Nella vita, in quella degli uomini come in quella dei popoli, alle volte si vince e altre invece si perde. Occorre però sottolineare che si può vincere bene o male, così come si può perdere bene o male.
Alla luce di questa premessa dovremmo convenire sul fatto che la vicenda storica che condusse all’unità d’Italia soffrì, ha molto sofferto e ancora molto soffre, del mediocre comportamento di entrambe i contendenti. Andrebbe da parte nostra onestamente riconosciuto con autocritico coraggio il fatto incontrovertibile che, se da un lato i piemontesi si comportarono come dei pessimi vincitori, dall’altro noi napoletani fummo dei pessimi perdenti, che si comportarono in maniera forse ancora peggiore.

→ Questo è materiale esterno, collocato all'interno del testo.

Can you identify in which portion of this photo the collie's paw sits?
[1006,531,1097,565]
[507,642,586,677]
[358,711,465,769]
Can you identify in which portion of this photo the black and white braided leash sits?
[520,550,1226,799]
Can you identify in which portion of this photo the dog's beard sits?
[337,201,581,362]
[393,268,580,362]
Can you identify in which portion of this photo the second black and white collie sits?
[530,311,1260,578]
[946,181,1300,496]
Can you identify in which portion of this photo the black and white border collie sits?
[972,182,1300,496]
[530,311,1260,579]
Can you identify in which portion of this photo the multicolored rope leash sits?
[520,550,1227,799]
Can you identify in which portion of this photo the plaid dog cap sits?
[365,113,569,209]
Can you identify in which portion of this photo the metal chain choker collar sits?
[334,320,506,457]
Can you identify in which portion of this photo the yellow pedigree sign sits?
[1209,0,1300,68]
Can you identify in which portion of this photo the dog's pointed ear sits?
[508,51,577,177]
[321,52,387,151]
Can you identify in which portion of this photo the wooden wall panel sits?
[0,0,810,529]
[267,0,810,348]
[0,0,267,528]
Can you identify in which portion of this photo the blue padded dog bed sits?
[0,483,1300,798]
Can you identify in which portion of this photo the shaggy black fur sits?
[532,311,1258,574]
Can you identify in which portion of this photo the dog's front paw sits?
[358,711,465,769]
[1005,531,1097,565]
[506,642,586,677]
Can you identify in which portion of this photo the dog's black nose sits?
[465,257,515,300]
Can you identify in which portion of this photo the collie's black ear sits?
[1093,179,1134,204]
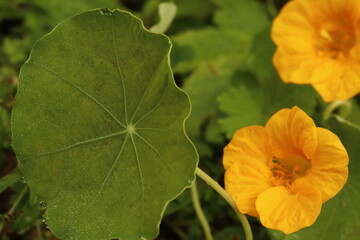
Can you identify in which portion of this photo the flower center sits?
[270,155,311,187]
[318,16,356,59]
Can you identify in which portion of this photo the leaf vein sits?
[134,132,174,171]
[29,130,127,159]
[28,61,126,128]
[130,134,145,235]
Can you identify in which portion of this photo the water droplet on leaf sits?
[100,8,112,16]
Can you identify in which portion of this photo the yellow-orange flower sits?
[271,0,360,102]
[223,107,349,234]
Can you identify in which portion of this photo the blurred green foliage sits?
[0,0,360,240]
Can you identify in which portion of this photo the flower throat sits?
[271,155,311,186]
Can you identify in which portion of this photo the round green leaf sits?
[12,9,197,240]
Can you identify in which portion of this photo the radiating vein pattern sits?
[13,9,197,240]
[28,61,126,128]
[28,130,127,159]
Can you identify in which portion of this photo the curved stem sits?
[266,0,278,18]
[191,181,213,240]
[196,168,253,240]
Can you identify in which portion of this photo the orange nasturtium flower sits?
[271,0,360,102]
[223,107,349,234]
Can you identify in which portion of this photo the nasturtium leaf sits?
[270,116,360,240]
[214,0,270,35]
[171,27,250,73]
[12,9,197,240]
[184,56,244,155]
[215,74,316,139]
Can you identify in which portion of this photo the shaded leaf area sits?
[171,28,250,73]
[271,115,360,240]
[214,0,270,35]
[12,10,197,240]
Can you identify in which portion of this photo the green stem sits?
[7,187,27,215]
[191,181,213,240]
[196,168,253,240]
[36,220,43,240]
[266,0,278,18]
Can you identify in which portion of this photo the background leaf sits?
[214,0,270,35]
[12,9,197,240]
[171,27,250,73]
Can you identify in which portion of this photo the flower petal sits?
[265,106,317,159]
[296,128,349,202]
[223,126,272,169]
[225,157,272,217]
[223,126,272,216]
[256,186,322,234]
[312,62,360,102]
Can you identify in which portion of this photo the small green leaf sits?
[171,28,250,73]
[12,9,197,240]
[150,2,177,33]
[215,0,270,35]
[184,56,244,146]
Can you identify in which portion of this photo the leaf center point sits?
[126,124,135,134]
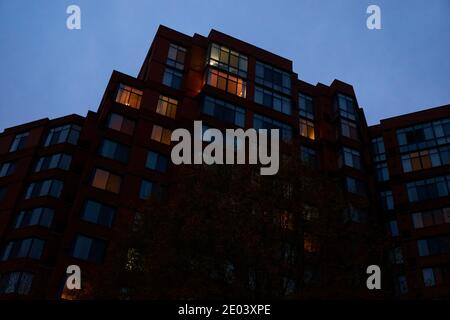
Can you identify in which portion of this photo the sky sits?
[0,0,450,132]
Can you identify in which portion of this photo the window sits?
[298,93,314,120]
[9,132,30,152]
[92,169,122,193]
[339,119,359,140]
[166,43,186,70]
[255,86,292,115]
[412,207,450,229]
[207,43,248,78]
[375,162,389,181]
[303,233,320,253]
[390,247,403,264]
[417,235,450,257]
[345,177,366,196]
[255,61,291,94]
[2,238,45,261]
[396,276,408,294]
[14,208,55,229]
[207,68,247,98]
[72,234,106,263]
[372,137,386,162]
[406,176,450,202]
[44,124,81,147]
[156,95,178,119]
[339,147,362,170]
[402,146,450,172]
[300,146,317,167]
[145,151,168,172]
[163,68,183,89]
[25,180,63,199]
[106,113,135,135]
[422,268,438,287]
[335,93,356,121]
[139,180,153,200]
[380,190,394,210]
[34,153,72,172]
[81,200,115,228]
[397,118,450,152]
[203,96,245,127]
[116,83,143,109]
[0,187,8,202]
[98,139,129,163]
[389,220,399,237]
[0,162,16,178]
[253,113,292,143]
[0,272,33,295]
[344,204,368,223]
[151,124,172,145]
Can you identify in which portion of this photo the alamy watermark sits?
[171,121,280,175]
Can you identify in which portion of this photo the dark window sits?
[107,113,135,135]
[163,68,183,89]
[335,93,356,121]
[2,238,45,261]
[298,93,314,120]
[34,153,72,172]
[99,139,129,162]
[14,208,55,229]
[81,200,115,228]
[72,234,106,263]
[166,43,186,70]
[255,61,291,94]
[203,96,245,127]
[145,151,168,172]
[0,272,33,295]
[9,132,30,152]
[25,180,63,199]
[253,113,292,143]
[139,180,154,200]
[91,168,122,193]
[255,86,292,115]
[44,124,81,147]
[0,162,16,178]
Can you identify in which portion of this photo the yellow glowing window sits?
[207,69,247,98]
[116,84,143,109]
[300,119,315,140]
[151,124,172,145]
[156,95,178,119]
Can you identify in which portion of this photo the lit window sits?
[163,68,183,89]
[145,151,169,172]
[34,153,72,172]
[151,124,172,145]
[208,43,248,78]
[156,95,178,119]
[92,169,122,193]
[116,84,143,109]
[107,113,135,135]
[166,43,186,70]
[207,68,247,98]
[44,124,81,147]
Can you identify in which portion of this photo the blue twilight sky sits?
[0,0,450,132]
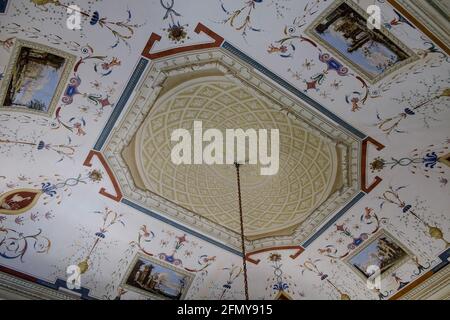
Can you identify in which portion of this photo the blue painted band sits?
[222,41,367,139]
[94,58,148,151]
[302,192,366,248]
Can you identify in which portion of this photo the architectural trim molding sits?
[0,271,81,300]
[388,0,450,55]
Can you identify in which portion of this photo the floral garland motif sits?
[0,122,79,162]
[78,208,125,274]
[0,226,51,262]
[267,30,370,112]
[218,265,242,300]
[375,84,450,135]
[370,139,450,186]
[0,170,102,215]
[378,186,450,249]
[160,0,190,43]
[220,0,263,38]
[300,258,351,300]
[30,0,142,48]
[318,207,387,259]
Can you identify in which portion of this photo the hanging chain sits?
[234,162,249,300]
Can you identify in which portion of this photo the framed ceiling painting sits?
[0,39,76,116]
[344,229,414,281]
[122,253,194,300]
[306,0,419,84]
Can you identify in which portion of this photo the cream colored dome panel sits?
[135,77,337,237]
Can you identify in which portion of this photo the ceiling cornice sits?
[388,0,450,55]
[0,272,80,300]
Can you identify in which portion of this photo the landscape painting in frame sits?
[346,230,411,280]
[0,0,11,14]
[306,0,418,83]
[122,254,194,300]
[0,39,75,115]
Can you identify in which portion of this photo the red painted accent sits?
[142,23,224,60]
[361,137,385,193]
[83,150,123,202]
[245,246,305,264]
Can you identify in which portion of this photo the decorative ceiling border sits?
[0,265,96,300]
[387,0,450,55]
[87,23,381,256]
[389,249,450,300]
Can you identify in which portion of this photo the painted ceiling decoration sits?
[0,0,450,300]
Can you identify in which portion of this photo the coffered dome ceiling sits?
[0,0,450,300]
[126,77,338,237]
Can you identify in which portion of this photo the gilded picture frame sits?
[343,229,414,282]
[305,0,419,84]
[121,253,195,300]
[0,39,76,117]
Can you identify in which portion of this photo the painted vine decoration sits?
[78,208,125,274]
[220,0,263,38]
[30,0,142,48]
[318,207,387,259]
[267,28,370,112]
[160,0,190,43]
[218,265,243,300]
[375,84,450,135]
[0,225,51,262]
[378,186,450,249]
[266,253,302,296]
[0,123,79,162]
[370,139,450,186]
[0,170,103,215]
[300,258,351,300]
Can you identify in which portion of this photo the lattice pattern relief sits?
[136,77,336,236]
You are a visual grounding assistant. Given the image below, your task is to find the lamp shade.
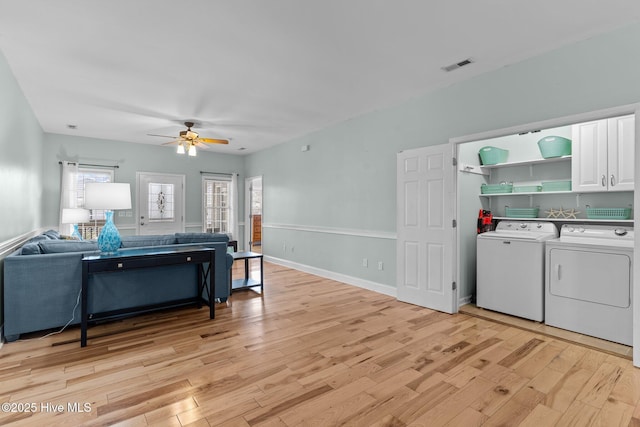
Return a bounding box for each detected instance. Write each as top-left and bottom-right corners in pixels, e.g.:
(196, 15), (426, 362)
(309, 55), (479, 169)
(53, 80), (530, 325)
(84, 182), (131, 210)
(60, 208), (89, 224)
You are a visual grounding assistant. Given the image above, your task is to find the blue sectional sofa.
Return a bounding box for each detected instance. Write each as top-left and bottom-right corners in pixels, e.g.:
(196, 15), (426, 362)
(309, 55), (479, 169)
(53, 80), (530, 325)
(3, 230), (233, 342)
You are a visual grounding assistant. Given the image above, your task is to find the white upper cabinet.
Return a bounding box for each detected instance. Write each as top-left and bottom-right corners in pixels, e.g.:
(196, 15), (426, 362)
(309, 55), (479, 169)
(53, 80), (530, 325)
(571, 114), (635, 192)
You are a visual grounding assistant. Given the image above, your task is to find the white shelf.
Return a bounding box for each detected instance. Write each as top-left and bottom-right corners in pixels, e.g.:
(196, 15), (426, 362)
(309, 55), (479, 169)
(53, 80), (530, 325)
(480, 155), (571, 169)
(479, 191), (568, 197)
(493, 216), (633, 224)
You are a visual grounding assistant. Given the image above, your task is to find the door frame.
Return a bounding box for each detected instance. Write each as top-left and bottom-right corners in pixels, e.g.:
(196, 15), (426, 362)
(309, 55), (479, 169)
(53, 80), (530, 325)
(449, 103), (640, 367)
(396, 143), (459, 314)
(135, 171), (187, 235)
(243, 175), (264, 251)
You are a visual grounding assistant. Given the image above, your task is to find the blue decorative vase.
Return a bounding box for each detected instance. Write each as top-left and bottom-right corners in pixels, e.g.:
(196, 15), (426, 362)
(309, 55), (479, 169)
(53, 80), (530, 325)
(98, 211), (122, 252)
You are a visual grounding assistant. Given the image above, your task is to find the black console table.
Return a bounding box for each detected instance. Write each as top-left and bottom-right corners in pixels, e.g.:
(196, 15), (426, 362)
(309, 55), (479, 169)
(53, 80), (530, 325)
(80, 246), (215, 347)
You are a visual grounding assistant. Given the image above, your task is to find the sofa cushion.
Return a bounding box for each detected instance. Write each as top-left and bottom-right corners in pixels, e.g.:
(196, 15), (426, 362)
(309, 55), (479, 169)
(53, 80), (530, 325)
(120, 234), (176, 248)
(176, 233), (229, 243)
(20, 241), (41, 255)
(38, 240), (98, 254)
(42, 230), (60, 240)
(27, 234), (49, 243)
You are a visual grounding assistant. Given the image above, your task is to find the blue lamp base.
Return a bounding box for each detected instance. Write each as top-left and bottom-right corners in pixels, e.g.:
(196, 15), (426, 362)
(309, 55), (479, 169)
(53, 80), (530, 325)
(71, 224), (84, 240)
(98, 211), (122, 252)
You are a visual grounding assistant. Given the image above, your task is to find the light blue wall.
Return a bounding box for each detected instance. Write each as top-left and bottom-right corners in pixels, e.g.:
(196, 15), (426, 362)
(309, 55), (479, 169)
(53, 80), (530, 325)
(0, 52), (43, 242)
(246, 21), (640, 295)
(43, 134), (244, 234)
(0, 52), (43, 336)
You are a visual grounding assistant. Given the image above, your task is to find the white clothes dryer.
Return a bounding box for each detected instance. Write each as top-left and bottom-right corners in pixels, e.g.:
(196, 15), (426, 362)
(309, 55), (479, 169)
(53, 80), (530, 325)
(545, 224), (634, 345)
(476, 221), (558, 322)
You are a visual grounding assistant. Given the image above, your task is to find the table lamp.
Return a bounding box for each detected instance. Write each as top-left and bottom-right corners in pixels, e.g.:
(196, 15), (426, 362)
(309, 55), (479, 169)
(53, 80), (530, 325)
(60, 208), (89, 240)
(84, 182), (131, 253)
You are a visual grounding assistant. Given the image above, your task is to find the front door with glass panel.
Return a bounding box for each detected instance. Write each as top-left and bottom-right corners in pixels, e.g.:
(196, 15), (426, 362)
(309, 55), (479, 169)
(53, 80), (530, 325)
(137, 172), (185, 234)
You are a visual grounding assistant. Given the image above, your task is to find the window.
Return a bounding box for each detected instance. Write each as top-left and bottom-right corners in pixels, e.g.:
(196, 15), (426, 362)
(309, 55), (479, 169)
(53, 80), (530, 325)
(76, 167), (113, 239)
(202, 178), (231, 233)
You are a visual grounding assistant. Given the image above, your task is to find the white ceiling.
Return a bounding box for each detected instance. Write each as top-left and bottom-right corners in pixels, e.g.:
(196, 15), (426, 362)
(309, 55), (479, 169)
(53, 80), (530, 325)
(0, 0), (640, 154)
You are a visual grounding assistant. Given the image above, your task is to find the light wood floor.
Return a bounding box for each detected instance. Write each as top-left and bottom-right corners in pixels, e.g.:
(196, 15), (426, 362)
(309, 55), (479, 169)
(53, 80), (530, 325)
(0, 263), (640, 427)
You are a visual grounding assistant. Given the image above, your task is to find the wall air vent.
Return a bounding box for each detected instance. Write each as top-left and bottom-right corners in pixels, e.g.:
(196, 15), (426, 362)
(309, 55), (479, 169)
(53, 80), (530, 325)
(442, 58), (475, 73)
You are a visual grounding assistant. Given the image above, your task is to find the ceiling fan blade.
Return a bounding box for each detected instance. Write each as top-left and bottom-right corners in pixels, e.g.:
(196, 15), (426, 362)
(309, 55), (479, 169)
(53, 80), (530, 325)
(161, 141), (182, 145)
(198, 138), (229, 144)
(147, 133), (175, 138)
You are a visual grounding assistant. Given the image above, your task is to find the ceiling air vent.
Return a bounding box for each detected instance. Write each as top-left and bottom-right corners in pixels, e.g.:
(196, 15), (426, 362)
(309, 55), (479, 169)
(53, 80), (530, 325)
(442, 58), (474, 73)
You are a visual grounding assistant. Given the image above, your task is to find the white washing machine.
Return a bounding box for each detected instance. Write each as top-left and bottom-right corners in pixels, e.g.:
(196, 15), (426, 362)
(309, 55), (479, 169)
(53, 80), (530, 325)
(476, 221), (558, 322)
(545, 224), (634, 346)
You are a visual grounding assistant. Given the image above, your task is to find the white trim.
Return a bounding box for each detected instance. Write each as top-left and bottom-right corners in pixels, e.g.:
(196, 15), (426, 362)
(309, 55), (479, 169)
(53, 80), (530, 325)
(262, 223), (397, 240)
(458, 295), (473, 307)
(264, 255), (397, 298)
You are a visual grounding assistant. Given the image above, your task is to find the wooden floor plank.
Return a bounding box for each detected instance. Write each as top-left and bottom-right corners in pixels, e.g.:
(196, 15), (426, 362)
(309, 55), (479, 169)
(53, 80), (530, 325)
(0, 263), (640, 427)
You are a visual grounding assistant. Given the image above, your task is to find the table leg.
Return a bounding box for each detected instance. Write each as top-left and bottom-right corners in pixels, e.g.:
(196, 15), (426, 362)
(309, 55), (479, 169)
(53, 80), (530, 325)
(80, 262), (89, 347)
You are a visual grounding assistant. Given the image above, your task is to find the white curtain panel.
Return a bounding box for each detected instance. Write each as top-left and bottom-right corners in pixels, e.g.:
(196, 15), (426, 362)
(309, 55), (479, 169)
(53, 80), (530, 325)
(58, 161), (78, 235)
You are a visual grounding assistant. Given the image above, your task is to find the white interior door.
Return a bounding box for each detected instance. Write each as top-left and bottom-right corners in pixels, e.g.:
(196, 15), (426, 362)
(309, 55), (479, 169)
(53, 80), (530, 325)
(136, 172), (185, 234)
(396, 144), (458, 313)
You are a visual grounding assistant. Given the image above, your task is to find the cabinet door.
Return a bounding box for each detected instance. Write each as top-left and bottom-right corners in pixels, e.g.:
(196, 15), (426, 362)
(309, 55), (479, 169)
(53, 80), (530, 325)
(571, 120), (608, 192)
(607, 114), (635, 191)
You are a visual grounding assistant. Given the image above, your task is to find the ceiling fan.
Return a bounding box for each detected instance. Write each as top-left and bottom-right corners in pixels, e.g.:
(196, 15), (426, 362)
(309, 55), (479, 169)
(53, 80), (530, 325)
(148, 122), (229, 156)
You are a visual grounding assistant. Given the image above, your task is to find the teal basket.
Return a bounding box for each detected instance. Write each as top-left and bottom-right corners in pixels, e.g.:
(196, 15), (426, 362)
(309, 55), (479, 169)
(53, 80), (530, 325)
(538, 136), (571, 159)
(587, 208), (631, 219)
(505, 206), (540, 218)
(478, 147), (509, 165)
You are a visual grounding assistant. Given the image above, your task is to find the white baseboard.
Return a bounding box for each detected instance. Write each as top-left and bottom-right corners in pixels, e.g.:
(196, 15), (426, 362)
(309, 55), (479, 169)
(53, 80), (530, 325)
(458, 295), (473, 307)
(264, 255), (398, 298)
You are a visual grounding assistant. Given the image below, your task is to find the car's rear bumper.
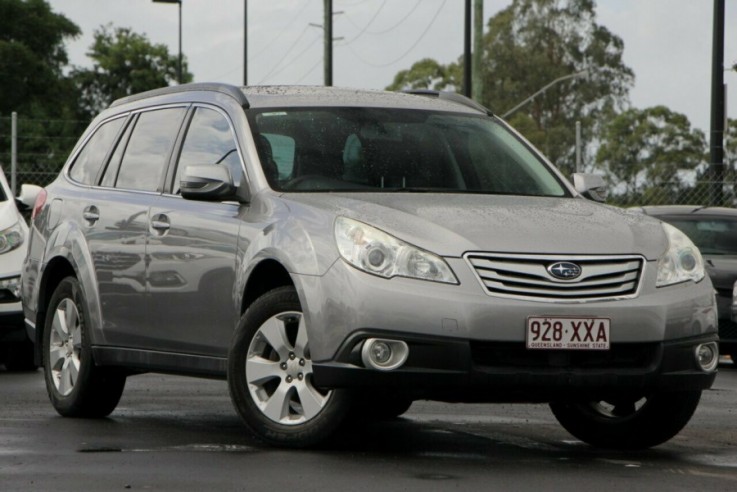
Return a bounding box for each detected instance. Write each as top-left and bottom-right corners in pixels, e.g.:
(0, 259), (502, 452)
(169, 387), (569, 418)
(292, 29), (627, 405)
(313, 331), (717, 402)
(0, 307), (28, 343)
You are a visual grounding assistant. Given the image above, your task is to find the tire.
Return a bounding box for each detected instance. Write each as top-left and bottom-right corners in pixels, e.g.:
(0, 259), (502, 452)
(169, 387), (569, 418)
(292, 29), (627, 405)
(228, 287), (351, 447)
(550, 391), (701, 449)
(43, 277), (125, 418)
(5, 341), (38, 372)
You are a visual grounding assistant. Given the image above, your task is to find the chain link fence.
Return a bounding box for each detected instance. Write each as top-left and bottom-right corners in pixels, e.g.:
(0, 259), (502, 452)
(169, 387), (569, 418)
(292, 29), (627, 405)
(0, 115), (89, 194)
(0, 116), (737, 207)
(607, 180), (737, 207)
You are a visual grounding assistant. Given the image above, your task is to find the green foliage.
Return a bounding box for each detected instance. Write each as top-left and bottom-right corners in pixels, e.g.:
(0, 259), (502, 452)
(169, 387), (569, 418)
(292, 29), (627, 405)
(386, 58), (460, 91)
(388, 0), (634, 177)
(0, 0), (80, 116)
(483, 0), (634, 174)
(596, 106), (707, 195)
(72, 25), (192, 116)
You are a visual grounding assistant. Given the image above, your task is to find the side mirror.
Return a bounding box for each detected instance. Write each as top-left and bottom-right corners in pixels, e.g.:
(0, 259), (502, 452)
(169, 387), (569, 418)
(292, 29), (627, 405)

Resisto alla tentazione di ritornare sulle malefatte e sulle innumerevoli prove dell’inopportuna crudeltà dell’esercito piemontese in quella che fu a tutti gli effetti una guerra civile e sulle ancora più numerose prove della ottusità politica dei piemontesi come vincitori. Sono tutte cose documentate, ampiamente descritte e variamente raccontate da autori come Ciano, Di Fiore, Aprile, Patruno e tanti altri, meritori protagonisti della stagione di quel nuovo revisionismo storico venuto alla ribalta da una decina di anni a questa parte.
Vorrei invece fare una riflessione rispetto al comportamento tenuto da noi perdenti, napoletani e altre genti del Sud, a partire dal momento in cui, centocinquantaquattro anni fa, perdemmo la guerra e con essa un’indipendenza (?) durata oltre settecento anni.
Poco meno di centocinquanta anni prima, per l’esattezza l’11 Settembre 1714, i catalani perdevano la loro indipendenza, sconfitti militarmente dalle truppe spagnole guidate da Filippo V di Borbone (sic!).
Trecento anni fa i catalani persero la guerra contro gli spagnoli e furono espropriati di quasi tutto; persero il diritto all’autogoverno e con esso dovettero rinunciare all’utilizzo dei simboli caratteristici della propria autonomia. Per oltre quarant’anni, essendosi macchiati della colpa di aver combattuto contro la dittatura franchista come catalani, ma anche e soprattutto come anarchici, comunisti e socialisti, furono privati persino della bandiera, della lingua e del diritto di riunione in numero superiore a cinque individui e addirittura di danzare la sardana all’uscita dalla chiesa la domenica.
Trecento anni fa i catalani persero militarmente ma non civilmente, essendo riusciti a conservare sino a oggi un diffuso e orgoglioso senso di appartenenza che li ha aiutati a rimanere catalani. Da oltre cento anni in Catalogna l’11 Settembre è giornata di festa (sic!) per ricordare la sconfitta, ripeto, la sconfitta subita nel 1714! Nelle scuole di Barcellona, dalle materne all’Università si parla e si studia in catalano e lo spagnolo è obbligatorio, ma è la seconda lingua soltanto.
Oggi la Catalogna gode di una notevole autonomia ma ancora si batte per ottenere il riconoscimento di nazione e l’indipendenza e poi, chissà, riunirsi alla Spagna all’interno di un nuovo patto federale. Sono passati trecento anni e i catalani continuano a lottare politicamente e, per conservare la propria memoria storica, continuano a celebrare una sconfitta!!! E noi?